IRS uses reference channels (e.g., pooled samples) that are present in every plex as anchors. By scaling each plex so that reference channel intensities match, all samples become comparable.

graph LR
    subgraph Plex 1
        P1S1[Sample 1] --- P1R[Reference]
        P1S2[Sample 2] --- P1R
    end
    subgraph Plex 2
        P2S3[Sample 3] --- P2R[Reference]
        P2S4[Sample 4] --- P2R
    end
    P1R -->|Scale to match| G[Global Reference]
    P2R -->|Scale to match| G

Scaling Formula

For each protein in each plex:

$$\text{adjusted} = \text{raw} \times \frac{\text{global_ref}}{\text{plex_ref}}$$

Where:

  • plex_ref = median (or mean) of reference channel intensities within the plex
  • global_ref = geometric mean of plex_ref values across all plexes

Reference Sample Detection

mokume automatically detects reference samples from SDRF metadata using a priority chain:

Priority Method SDRF Source
1 characteristics[pooled sample] column Values: "pooled" or "SN=sample1;SN=sample2"
2 Explicit sample names --irs-reference-samples CLI option
3 Column + values --irs-sdrf-column + --irs-sdrf-values
4 Regex scan Searches all factor/characteristic columns for pattern

Default regex: pool|powder|ref|reference|bridge

Plex Detection

Plexes are detected from quantms-style source names in the SDRF:

Source Name Detected Plex
p1_1 p1
p1_10 p1
p2_3 p2

The naming convention is {plex}_{channel}, where the plex ID is everything before the last _digit.

Usage

CLI

# Auto-detect references from SDRF
mokume features2proteins \
    -p data.parquet -o proteins.csv -s experiment.sdrf.tsv \
    --quant-method median \
    --irs --irs-remove-reference

# Explicit reference samples
mokume features2proteins \
    -p data.parquet -o proteins.csv -s experiment.sdrf.tsv \
    --irs --irs-reference-samples "p1_11,p2_11"
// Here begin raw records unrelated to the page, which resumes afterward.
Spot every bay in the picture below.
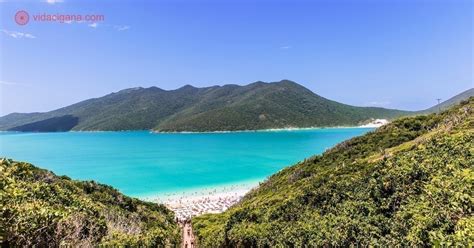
[0,128,373,197]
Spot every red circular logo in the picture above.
[15,10,30,25]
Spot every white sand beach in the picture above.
[147,182,258,221]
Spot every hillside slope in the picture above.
[0,80,408,132]
[420,88,474,113]
[193,98,474,247]
[0,159,180,247]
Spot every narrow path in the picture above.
[182,221,196,248]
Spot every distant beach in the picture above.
[141,180,263,221]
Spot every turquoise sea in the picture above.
[0,128,372,197]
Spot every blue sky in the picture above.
[0,0,474,115]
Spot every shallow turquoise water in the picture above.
[0,128,372,197]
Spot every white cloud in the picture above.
[46,0,64,4]
[1,29,36,39]
[114,25,130,31]
[0,80,28,86]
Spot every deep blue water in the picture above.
[0,128,372,196]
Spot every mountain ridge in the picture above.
[192,97,474,247]
[0,80,411,132]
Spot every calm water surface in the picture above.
[0,128,372,197]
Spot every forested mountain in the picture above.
[193,98,474,247]
[0,159,180,247]
[421,88,474,113]
[0,80,409,132]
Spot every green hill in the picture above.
[0,159,180,247]
[0,80,409,132]
[193,98,474,247]
[421,88,474,113]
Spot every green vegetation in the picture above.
[419,88,474,114]
[0,159,180,247]
[193,98,474,247]
[0,80,409,131]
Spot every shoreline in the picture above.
[150,124,382,134]
[137,180,264,221]
[0,124,382,134]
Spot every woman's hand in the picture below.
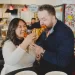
[20,33,36,49]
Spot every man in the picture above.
[32,5,74,75]
[31,18,36,24]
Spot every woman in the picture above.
[1,18,35,75]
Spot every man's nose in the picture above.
[40,21,44,25]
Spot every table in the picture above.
[6,67,39,75]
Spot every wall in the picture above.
[55,0,75,5]
[0,0,56,5]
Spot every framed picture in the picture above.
[55,4,65,22]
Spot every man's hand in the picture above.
[31,44,44,60]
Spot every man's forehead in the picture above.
[38,10,49,18]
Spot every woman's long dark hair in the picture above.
[2,18,26,45]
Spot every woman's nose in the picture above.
[40,21,44,25]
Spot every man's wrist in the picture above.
[41,49,45,56]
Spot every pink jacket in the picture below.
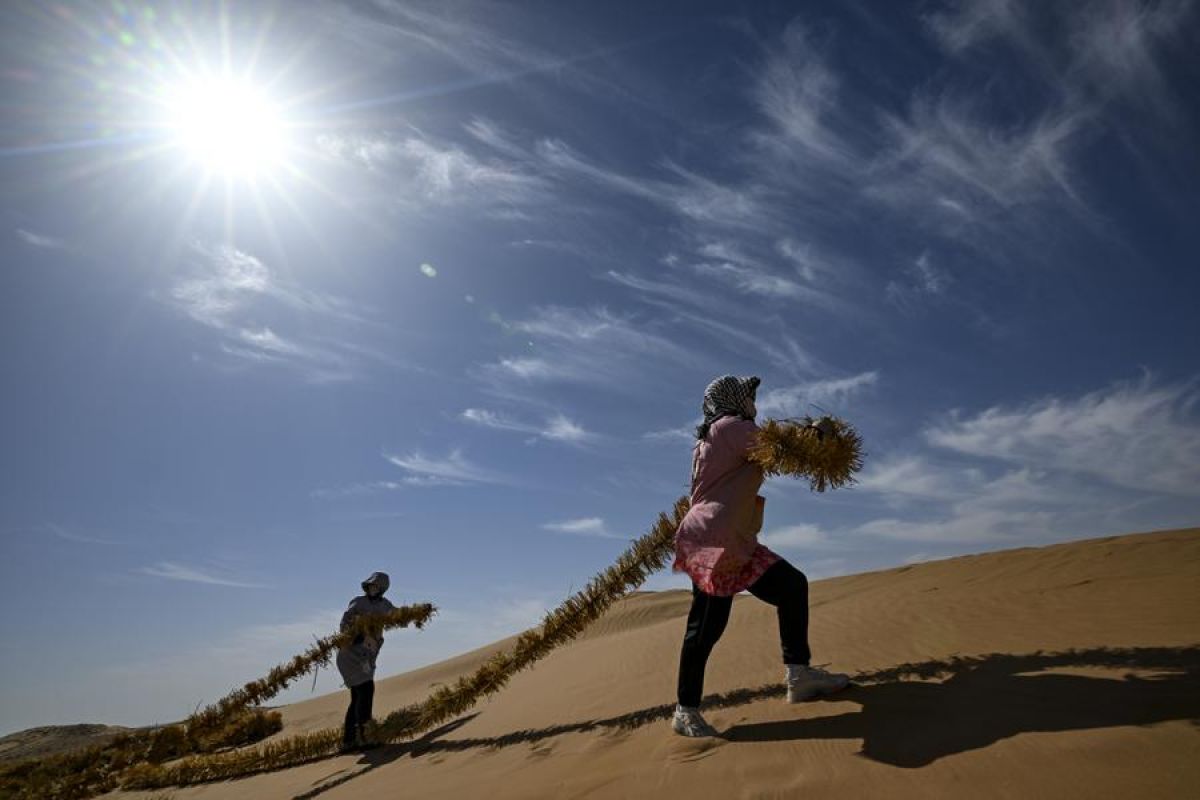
[672,416,779,597]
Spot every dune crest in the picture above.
[105,529,1200,800]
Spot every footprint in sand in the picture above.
[656,734,728,764]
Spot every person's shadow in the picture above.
[725,648,1200,768]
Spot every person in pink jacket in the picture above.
[671,375,850,736]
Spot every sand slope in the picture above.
[108,529,1200,800]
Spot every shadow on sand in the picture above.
[295,645,1200,800]
[725,646,1200,768]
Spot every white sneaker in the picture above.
[787,664,850,703]
[671,705,720,738]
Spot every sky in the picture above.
[0,0,1200,733]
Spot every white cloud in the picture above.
[482,306,696,391]
[317,132,548,209]
[17,228,67,249]
[757,369,880,416]
[760,524,838,549]
[167,245,393,383]
[139,561,268,589]
[40,522,120,545]
[384,450,506,486]
[462,408,595,444]
[854,456,983,500]
[884,252,950,311]
[754,23,858,170]
[542,517,625,539]
[642,426,696,441]
[868,96,1092,220]
[925,0,1028,53]
[925,378,1200,497]
[539,414,592,443]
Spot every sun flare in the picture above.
[167,78,288,178]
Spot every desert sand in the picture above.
[108,529,1200,800]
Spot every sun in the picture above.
[166,77,289,178]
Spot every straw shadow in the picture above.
[725,646,1200,768]
[292,711,479,800]
[294,645,1200,800]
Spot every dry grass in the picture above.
[0,603,437,800]
[121,498,689,789]
[23,417,863,796]
[750,416,863,492]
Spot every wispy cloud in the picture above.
[542,517,625,539]
[883,251,950,311]
[384,450,508,486]
[41,522,120,545]
[167,245,403,383]
[757,369,880,416]
[761,524,838,551]
[17,228,67,249]
[317,132,548,211]
[461,408,596,444]
[925,377,1200,497]
[139,561,268,589]
[851,378,1200,543]
[865,95,1092,243]
[480,306,696,391]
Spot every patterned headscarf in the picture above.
[696,375,762,439]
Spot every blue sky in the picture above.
[0,0,1200,733]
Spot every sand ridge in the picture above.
[108,529,1200,800]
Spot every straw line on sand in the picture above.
[121,417,863,789]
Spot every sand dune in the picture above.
[113,529,1200,800]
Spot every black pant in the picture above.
[679,559,812,708]
[342,680,374,745]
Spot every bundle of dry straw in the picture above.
[750,416,863,492]
[0,603,437,799]
[121,498,689,789]
[184,603,437,729]
[122,417,863,789]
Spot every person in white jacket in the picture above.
[337,572,396,750]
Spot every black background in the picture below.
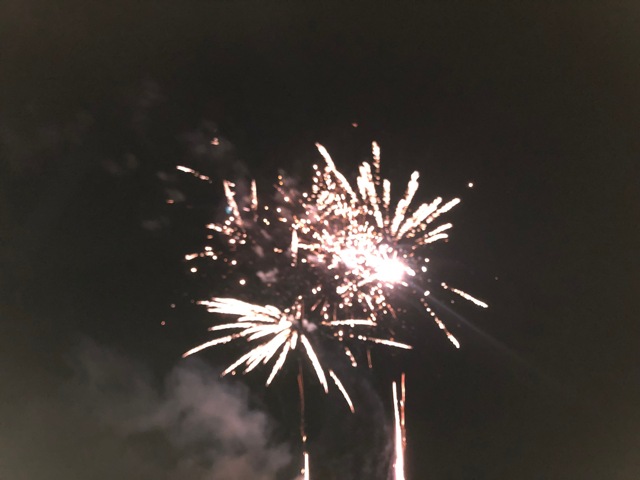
[0,0,640,480]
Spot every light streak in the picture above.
[329,370,356,413]
[441,282,489,308]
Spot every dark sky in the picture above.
[0,0,640,480]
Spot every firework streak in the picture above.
[178,142,487,479]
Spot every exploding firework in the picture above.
[183,298,411,404]
[178,142,487,376]
[291,142,487,347]
[178,142,487,480]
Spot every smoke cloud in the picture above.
[0,343,291,480]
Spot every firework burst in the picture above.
[291,142,487,347]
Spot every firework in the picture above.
[392,374,406,480]
[178,142,488,480]
[291,142,487,347]
[183,297,411,402]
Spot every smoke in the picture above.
[0,343,291,480]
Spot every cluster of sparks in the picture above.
[178,142,487,479]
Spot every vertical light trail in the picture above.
[393,382,405,480]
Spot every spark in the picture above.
[441,282,489,308]
[329,370,356,413]
[301,452,311,480]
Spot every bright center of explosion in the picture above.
[338,246,415,284]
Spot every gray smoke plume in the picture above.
[0,343,291,480]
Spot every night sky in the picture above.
[0,0,640,480]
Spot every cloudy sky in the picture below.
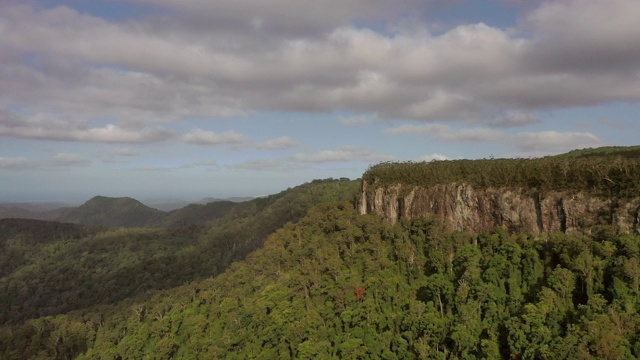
[0,0,640,201]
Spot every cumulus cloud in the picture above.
[181,129,250,148]
[509,131,604,154]
[0,0,640,134]
[257,136,300,150]
[226,159,307,171]
[113,147,138,156]
[43,153,91,168]
[338,115,378,126]
[0,111,175,143]
[384,124,604,155]
[416,154,449,161]
[384,124,505,142]
[0,156,32,170]
[292,146,395,163]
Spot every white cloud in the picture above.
[509,131,604,154]
[226,159,307,172]
[0,156,33,170]
[0,111,175,143]
[384,124,505,142]
[292,146,395,163]
[257,136,300,150]
[487,111,542,127]
[0,0,640,137]
[338,114,378,126]
[181,129,250,148]
[48,153,91,168]
[417,154,449,161]
[113,147,138,157]
[384,124,604,155]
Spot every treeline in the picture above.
[0,180,358,324]
[363,153,640,198]
[0,202,640,359]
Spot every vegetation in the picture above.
[0,180,358,325]
[0,202,640,359]
[363,148,640,198]
[0,148,640,360]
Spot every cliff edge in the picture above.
[358,147,640,235]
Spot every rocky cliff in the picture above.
[358,180,640,235]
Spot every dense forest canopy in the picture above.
[0,148,640,360]
[363,147,640,197]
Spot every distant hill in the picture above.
[56,196,165,227]
[154,201,238,227]
[142,196,254,211]
[0,180,359,326]
[556,145,640,159]
[0,219,99,246]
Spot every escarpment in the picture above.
[358,181,640,235]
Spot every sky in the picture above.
[0,0,640,202]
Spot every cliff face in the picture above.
[358,181,640,235]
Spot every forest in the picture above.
[0,149,640,360]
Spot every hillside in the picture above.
[359,147,640,235]
[0,149,640,359]
[0,180,358,324]
[0,202,640,359]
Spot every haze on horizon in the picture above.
[0,0,640,202]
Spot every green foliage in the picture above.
[363,147,640,198]
[0,202,640,359]
[0,180,358,325]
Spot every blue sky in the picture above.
[0,0,640,201]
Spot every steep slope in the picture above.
[0,180,358,325]
[358,148,640,234]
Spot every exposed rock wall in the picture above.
[358,182,640,235]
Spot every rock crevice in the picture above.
[358,181,640,235]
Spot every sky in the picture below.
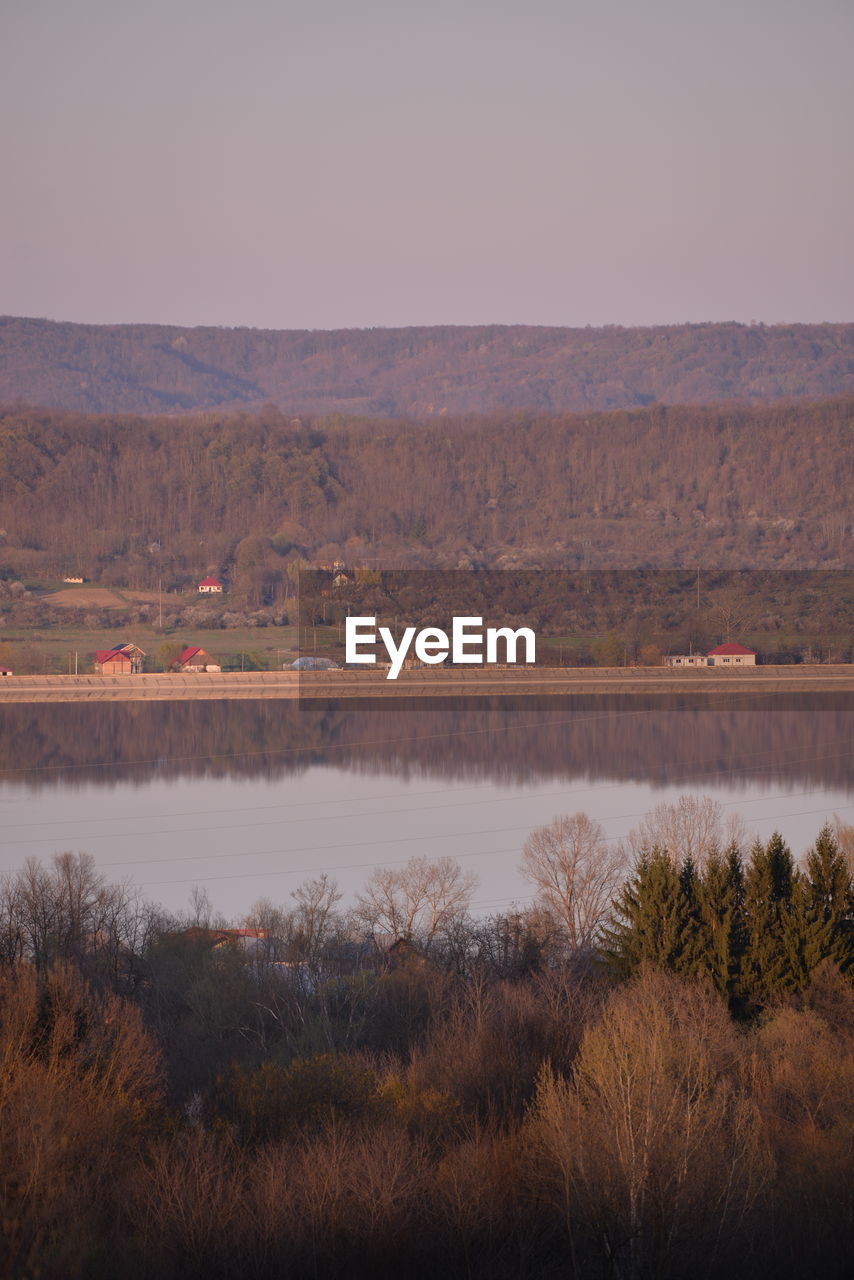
[0,0,854,329]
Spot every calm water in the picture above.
[0,695,854,916]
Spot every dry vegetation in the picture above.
[0,806,854,1280]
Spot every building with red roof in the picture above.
[95,644,145,676]
[665,640,757,667]
[708,640,757,667]
[178,645,222,672]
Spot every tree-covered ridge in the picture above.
[0,316,854,417]
[0,398,854,583]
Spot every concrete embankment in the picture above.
[0,664,854,705]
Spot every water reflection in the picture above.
[0,694,854,788]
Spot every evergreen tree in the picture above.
[805,826,854,973]
[744,831,807,1009]
[602,847,693,977]
[697,846,746,1011]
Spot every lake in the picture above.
[0,694,854,918]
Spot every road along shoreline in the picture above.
[0,663,854,707]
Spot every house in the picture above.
[95,644,145,676]
[178,645,223,672]
[665,641,757,667]
[708,641,757,667]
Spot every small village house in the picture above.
[95,644,145,676]
[178,645,223,673]
[708,641,757,667]
[665,641,757,667]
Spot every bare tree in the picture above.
[355,858,478,942]
[520,813,624,951]
[291,872,342,972]
[626,795,749,867]
[834,814,854,876]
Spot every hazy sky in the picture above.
[0,0,854,328]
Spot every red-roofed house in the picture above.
[178,645,223,672]
[708,640,757,667]
[95,644,145,676]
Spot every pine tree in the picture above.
[805,826,854,973]
[744,831,798,1007]
[698,846,746,1012]
[602,847,693,977]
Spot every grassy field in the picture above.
[0,623,297,675]
[0,581,850,675]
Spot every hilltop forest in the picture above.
[0,316,854,417]
[0,397,854,604]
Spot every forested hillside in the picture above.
[0,398,854,588]
[0,316,854,417]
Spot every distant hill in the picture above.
[0,316,854,417]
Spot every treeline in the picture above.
[0,819,854,1280]
[0,398,854,593]
[0,316,854,417]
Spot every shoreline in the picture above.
[0,663,854,707]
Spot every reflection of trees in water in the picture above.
[0,695,854,788]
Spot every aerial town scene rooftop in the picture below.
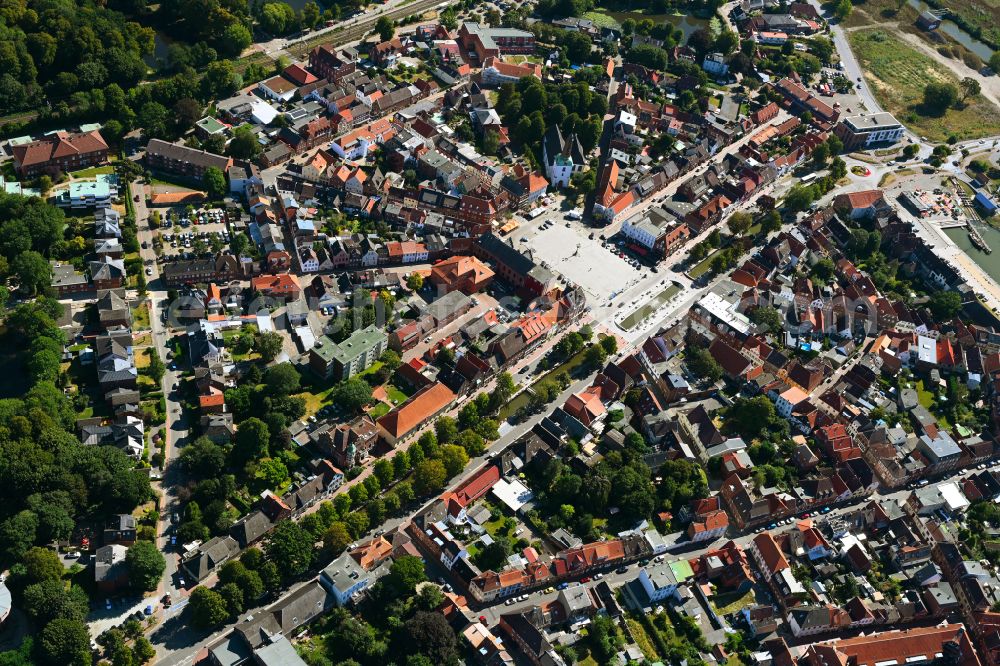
[7,0,1000,666]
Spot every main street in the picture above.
[128,176,191,647]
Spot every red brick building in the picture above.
[14,130,108,178]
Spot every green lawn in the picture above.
[385,384,410,405]
[625,618,660,662]
[848,28,1000,141]
[149,176,197,190]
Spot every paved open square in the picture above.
[522,224,644,303]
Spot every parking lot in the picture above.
[153,208,230,261]
[521,223,650,302]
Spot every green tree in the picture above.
[201,167,227,200]
[22,546,66,583]
[218,21,253,56]
[323,520,351,555]
[229,125,261,160]
[332,377,372,412]
[302,0,322,28]
[958,76,981,102]
[188,588,227,629]
[726,211,753,236]
[684,347,722,382]
[490,372,517,414]
[924,81,958,115]
[441,444,469,478]
[927,291,962,323]
[809,257,836,284]
[400,611,459,666]
[125,541,167,592]
[434,416,458,444]
[11,250,52,295]
[386,555,427,598]
[146,347,167,384]
[180,437,226,478]
[375,16,396,42]
[413,460,448,495]
[785,184,816,212]
[372,458,396,488]
[254,458,288,489]
[748,305,783,333]
[583,345,608,368]
[264,520,314,579]
[253,331,282,363]
[233,417,271,467]
[23,579,90,626]
[38,618,93,666]
[264,363,302,395]
[598,335,618,356]
[0,511,38,560]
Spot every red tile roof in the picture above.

# Custom regex for reference detection
mokume features2proteins \
    -p data.parquet -o proteins.csv -s experiment.sdrf.tsv \
    --irs --irs-reference-regex "pool|bridge|control"

Python

from mokume.normalization.irs import (
    IRSNormalizer,
    detect_pooled_from_sdrf,
    detect_plexes_from_sdrf,
)

# Detect references and plexes
ref_samples = detect_pooled_from_sdrf("experiment.sdrf.tsv")
sample_to_plex = detect_plexes_from_sdrf("experiment.sdrf.tsv")

# Apply IRS
normalizer = IRSNormalizer(reference_samples=ref_samples, stat="median")
protein_df = normalizer.fit_transform(protein_df, sample_to_plex)

Options

Option Default Description
--irs-stat median Statistic for plex reference: median or mean
--irs-remove-reference False Remove reference samples from final output
--irs-reference-regex pool\|powder\|ref\|reference\|bridge Regex for auto-detection

IRS with Ratio quantification

When using --quant-method ratio, IRS is not applied because ratio quantification already handles cross-plex normalization via per-plex reference division.